Experimental validation of sncRNA expression. (a) miRNA validation. Total RNA from indicated treatments in A549 cells was harvested at indicated time points postinfection, followed by reverse transcription using a TaqMan microRNA reverse transcription kit (Life Technologies). Quantitative real-time polymerase chain reaction was used to validate the expression of representative miRNAs. U6 snRNA was used as an internal control. All reactions were done in a 10-μl reaction volume in triplicate. Data are representative of two to three independent experiments. *P < 0.05, **P < 0.01, relative to the first bar in each group. (b). hMPV-derived sncRNA expression. A549 cells, mock- or hMPV-infected, were harvested at 15 hours postinfection, followed by total RNA extraction and loading to a denaturing polyacrylamide gel for northern hybridization using indicated probes. 5S rRNA is shown for equal loading. Data are representative of two to three independent experiments. hMPV, human metapneumovirus; miRNA, microRNA; rRNA, ribosomal RNA; snoRNA, small nucleolar RNA; tRNA, transfer RNA.

Figure 4

Let-7f inhibits human metapneumovirus (hMPV) replication. (a) Knockdown of let-7f inhibits hMPV replication. Let-7f inhibitor was transfected into A549 cells using lipofectamine 2000. At 24 hours post-transfection, cells were mock infected or infected with hMPV at multiplicity of infection (MOI) of 2. Cells were harvested at 6 or15 hours postinfection, and viral infectious particles were measured by immunostaining. (b) Let-7f mimic were transfected into A549 cell. At 2 hours post-transfection, cells were mock infected or infected with hMPV at MOI of 2. At 6 or 15 hours postinfection, viral titration was assayed. Data are representative of two to three independent experiments. *P < 0.05, relative to the white bar at each time point postinfection as indicated. pfu, plaque-forming unit.

Figure 5

M2-2 regulates microRNA (miRNA) expression. (a) A549 cells were transfected with plasmid expressing M2-2 or its control (0.1 µg/well).

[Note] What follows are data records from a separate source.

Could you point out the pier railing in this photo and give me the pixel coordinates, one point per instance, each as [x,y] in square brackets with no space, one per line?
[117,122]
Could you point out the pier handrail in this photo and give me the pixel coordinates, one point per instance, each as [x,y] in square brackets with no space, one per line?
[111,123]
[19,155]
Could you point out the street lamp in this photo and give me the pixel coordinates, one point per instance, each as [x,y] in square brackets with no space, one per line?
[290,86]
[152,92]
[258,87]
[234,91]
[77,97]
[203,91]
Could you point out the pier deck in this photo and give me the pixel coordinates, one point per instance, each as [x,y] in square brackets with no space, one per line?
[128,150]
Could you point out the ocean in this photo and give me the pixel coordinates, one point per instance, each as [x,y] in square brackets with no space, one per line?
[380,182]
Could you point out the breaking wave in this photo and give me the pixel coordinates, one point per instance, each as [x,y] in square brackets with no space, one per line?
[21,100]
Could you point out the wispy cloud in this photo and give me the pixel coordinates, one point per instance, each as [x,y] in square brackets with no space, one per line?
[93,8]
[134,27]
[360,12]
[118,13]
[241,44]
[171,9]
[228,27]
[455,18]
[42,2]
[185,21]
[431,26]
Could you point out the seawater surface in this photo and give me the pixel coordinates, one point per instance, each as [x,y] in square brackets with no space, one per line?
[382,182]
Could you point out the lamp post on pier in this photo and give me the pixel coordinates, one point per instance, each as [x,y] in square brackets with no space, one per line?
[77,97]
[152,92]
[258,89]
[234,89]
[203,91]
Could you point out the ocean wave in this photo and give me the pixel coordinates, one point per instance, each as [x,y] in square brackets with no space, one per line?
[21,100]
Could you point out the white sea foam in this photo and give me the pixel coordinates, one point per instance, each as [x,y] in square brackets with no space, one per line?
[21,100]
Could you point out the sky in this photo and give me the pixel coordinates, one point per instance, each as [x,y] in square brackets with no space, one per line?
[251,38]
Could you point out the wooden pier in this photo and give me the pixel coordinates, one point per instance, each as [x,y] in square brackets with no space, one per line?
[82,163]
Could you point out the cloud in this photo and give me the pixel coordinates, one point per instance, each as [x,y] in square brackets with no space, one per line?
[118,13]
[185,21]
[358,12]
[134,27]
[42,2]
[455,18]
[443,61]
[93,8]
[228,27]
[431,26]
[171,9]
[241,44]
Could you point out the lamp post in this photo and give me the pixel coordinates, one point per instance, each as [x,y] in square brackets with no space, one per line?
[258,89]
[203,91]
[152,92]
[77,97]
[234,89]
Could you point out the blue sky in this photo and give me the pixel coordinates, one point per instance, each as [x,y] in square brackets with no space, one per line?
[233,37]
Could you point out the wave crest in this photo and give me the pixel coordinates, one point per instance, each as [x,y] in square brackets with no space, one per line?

At 30 hours post-transfection, the cells were mock infected or infected with rhMPV, wild type (WT), or ΔM2-2, at multiplicity of infection (MOI) of 2. At 15 hours postinfection, total RNA was prepared followed by quantitative real-time polymerase chain reaction (qRT-PCR) to measure the expression of miR-30a and miR-16. (b) U4A cells were infected with rhMPV at MOI of 2 for 15 hours, followed by total RNA preparation and qRT-PCR to measure the expression of miR-30a and miR-16. U6 snRNA was used as an equal loading internal control. Data are representative of two to three independent experiments. *P < 0.05, **P < 0.01, relative to the first bar in each group. (c) The total protein from U4A cells was also subjected to Western blot to assess the viral gene expression. hMPV, human metapneumovirus.

Figure 6

Human metapneumovirus (hMPV)-derived sncRNA is generated by Dicer and RXN1. (a) A549 cells were transfected with 120 nmol/l of siRNA against indicated proteins or control siRNA as a negative control. At 48 hours post-transfection, the cells were mock- or hMPV-infected for 24 hours. Total RNAs were then subjected to northern hybridization as described in Figure 3b; 5S rRNA expression is shown for equal loading. (b) The suppression of target mRNAs by each siRNA was confirmed by quantitative real-time polymerase chain reaction measurement. The values are the relative expression levels of each mRNA, with the value of control siRNA set as one. Data are the representative of two independent experiments.